J’observe dans ce récit une singulière lacune. N’existait-il donc pas de signaux de reconnaissance pour la nuit? Un feu à la corne, ce n’est pas suffisant pour se faire reconnaître. Deux feux à l’échelle de bâbord, c’est déjà un peu mieux. Je préférerais cependant quelque chose de plus net. Exerçons-nous pendant la paix à prévenir les méprises, car, avec des éperons et des torpilles, la méprise sera la mort[1]. Je voudrais que la guerre n’eût rien, en fait de précautions, à nous apprendre : nous y gagnerions beaucoup de sang-froid. Les anciennes ordonnances prescrivaient de ne pas sortir du port sans avoir ses canons chargés. Je crois la chose, depuis que les pièces se chargent par la culasse, tombée en désuétude. Plus d’un accident l’a discréditée. Des boulets ont été oubliés dans les pièces au moment de faire un salut, et une frégate américaine, entre autres, — les États-Unis, — a tué ou blessé, sans le vouloir assurément, sur la rade de Toulon, plusieurs hommes à bord du vaisseau français le Suffren. J’ai encore vu, de mes propres yeux, un son incrusté dans le mât de misaine de ce bâtiment. Le corps du matelot frappé reposait depuis longtemps en terre sainte ; le son enlevé de sa poche par le projectile étranger restait là pour attester la fatale incurie des

  1. À ce propos, ne trouverez-vous pas indispensable de mettre, dès aujourd’hui, par un règlement international, les navires de commerce en mesure de se distinguer, pendant la nuit, des navires de guerre?

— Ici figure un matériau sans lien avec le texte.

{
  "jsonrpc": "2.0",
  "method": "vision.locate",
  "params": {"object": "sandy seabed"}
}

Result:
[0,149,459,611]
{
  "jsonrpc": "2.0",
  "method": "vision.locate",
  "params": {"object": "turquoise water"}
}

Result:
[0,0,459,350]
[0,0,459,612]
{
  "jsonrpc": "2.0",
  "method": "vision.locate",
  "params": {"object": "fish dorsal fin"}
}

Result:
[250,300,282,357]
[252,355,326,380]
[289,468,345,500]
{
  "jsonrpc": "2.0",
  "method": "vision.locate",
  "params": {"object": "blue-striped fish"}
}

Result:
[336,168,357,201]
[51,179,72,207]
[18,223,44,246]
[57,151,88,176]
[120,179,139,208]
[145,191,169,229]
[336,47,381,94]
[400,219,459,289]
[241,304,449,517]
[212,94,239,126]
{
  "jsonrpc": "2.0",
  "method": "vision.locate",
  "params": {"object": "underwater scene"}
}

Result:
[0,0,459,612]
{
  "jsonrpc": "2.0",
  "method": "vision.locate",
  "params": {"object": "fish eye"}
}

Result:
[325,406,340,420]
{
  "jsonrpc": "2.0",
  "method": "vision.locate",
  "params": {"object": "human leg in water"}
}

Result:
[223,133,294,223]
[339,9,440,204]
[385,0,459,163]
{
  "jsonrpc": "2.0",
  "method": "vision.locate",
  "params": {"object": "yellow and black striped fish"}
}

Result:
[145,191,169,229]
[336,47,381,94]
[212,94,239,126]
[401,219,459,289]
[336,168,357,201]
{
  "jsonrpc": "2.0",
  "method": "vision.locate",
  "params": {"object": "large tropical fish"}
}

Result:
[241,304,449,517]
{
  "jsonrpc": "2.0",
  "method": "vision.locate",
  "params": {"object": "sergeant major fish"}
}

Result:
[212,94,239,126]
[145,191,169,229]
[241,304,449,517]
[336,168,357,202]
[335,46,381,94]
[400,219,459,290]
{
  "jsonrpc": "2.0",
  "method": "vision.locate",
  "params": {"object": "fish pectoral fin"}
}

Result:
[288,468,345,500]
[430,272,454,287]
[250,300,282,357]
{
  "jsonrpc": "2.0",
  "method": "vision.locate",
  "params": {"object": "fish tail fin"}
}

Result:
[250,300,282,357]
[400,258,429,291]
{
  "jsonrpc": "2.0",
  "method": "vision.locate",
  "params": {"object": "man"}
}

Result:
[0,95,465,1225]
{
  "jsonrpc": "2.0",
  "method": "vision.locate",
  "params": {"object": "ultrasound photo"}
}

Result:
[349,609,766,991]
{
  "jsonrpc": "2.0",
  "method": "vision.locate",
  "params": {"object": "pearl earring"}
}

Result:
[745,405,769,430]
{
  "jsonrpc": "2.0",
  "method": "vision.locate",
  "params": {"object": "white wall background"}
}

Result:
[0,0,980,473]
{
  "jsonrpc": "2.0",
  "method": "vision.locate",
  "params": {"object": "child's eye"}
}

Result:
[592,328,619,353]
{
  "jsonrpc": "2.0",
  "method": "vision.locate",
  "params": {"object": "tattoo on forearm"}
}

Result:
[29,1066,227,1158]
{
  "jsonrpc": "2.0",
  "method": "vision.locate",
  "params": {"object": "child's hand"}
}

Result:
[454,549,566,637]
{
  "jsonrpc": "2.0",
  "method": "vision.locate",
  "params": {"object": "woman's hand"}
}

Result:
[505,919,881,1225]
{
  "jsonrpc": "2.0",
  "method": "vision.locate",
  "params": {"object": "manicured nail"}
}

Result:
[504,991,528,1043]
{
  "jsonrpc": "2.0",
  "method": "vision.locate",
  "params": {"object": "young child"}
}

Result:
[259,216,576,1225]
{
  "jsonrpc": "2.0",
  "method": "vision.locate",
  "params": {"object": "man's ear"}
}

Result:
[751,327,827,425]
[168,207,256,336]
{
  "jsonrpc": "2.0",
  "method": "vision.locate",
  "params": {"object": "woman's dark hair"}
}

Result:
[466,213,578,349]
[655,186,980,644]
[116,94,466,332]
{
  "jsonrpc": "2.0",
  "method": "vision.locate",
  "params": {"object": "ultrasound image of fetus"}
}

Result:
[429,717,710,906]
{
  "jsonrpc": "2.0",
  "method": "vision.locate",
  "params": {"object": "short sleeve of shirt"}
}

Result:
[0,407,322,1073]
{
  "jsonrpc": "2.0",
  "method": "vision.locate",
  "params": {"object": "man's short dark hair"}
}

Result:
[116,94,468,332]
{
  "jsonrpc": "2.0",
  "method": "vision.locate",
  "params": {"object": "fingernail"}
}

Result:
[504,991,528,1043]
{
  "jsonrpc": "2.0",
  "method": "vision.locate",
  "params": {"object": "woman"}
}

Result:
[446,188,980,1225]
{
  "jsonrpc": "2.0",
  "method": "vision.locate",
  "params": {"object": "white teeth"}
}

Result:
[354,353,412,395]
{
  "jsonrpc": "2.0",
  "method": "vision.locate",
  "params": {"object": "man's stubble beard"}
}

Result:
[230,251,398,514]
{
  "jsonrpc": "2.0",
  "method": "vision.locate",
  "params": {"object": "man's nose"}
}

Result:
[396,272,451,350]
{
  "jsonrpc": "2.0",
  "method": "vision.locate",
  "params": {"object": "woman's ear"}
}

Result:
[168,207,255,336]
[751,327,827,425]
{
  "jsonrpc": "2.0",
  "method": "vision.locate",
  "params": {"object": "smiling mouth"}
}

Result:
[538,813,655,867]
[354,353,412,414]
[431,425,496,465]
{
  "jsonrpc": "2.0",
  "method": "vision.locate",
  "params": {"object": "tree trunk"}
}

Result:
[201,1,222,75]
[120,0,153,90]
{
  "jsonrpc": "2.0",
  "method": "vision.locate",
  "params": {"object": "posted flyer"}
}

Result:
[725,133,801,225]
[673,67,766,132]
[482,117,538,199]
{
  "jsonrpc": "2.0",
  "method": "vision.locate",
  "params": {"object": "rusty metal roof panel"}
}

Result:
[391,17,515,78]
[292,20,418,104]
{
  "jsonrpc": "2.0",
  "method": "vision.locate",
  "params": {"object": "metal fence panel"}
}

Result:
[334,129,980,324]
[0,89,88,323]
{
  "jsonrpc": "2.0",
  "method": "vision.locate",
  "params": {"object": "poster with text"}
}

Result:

Ces bâtimens devraient accuser leur qualité de non-belligérans par une marque distinctive des plus apparentes, par une disposition quelconque des mâts, des vergues ou de la coque, sur laquelle il fût impossible de se méprendre. « Les navires de guerre, dira-t-on, sous prétexte de se déguiser, n’emprunteront-ils pas cet emblème protecteur. » Ils s’en garderont bien, je l’espère, car il existe encore de l’honneur en ce monde. Le capitaine qui oserait se permettre une semblable félonie deviendrait, — la chose n’est pas douteuse, — l’objet de la réprobation générale. pour ma part, je n’hésiterais pas à l’envoyer au bagne. Avisez! il en est encore temps. Avisez ! si vous ne voulez pas que les mers se transforment en coupe-gorges.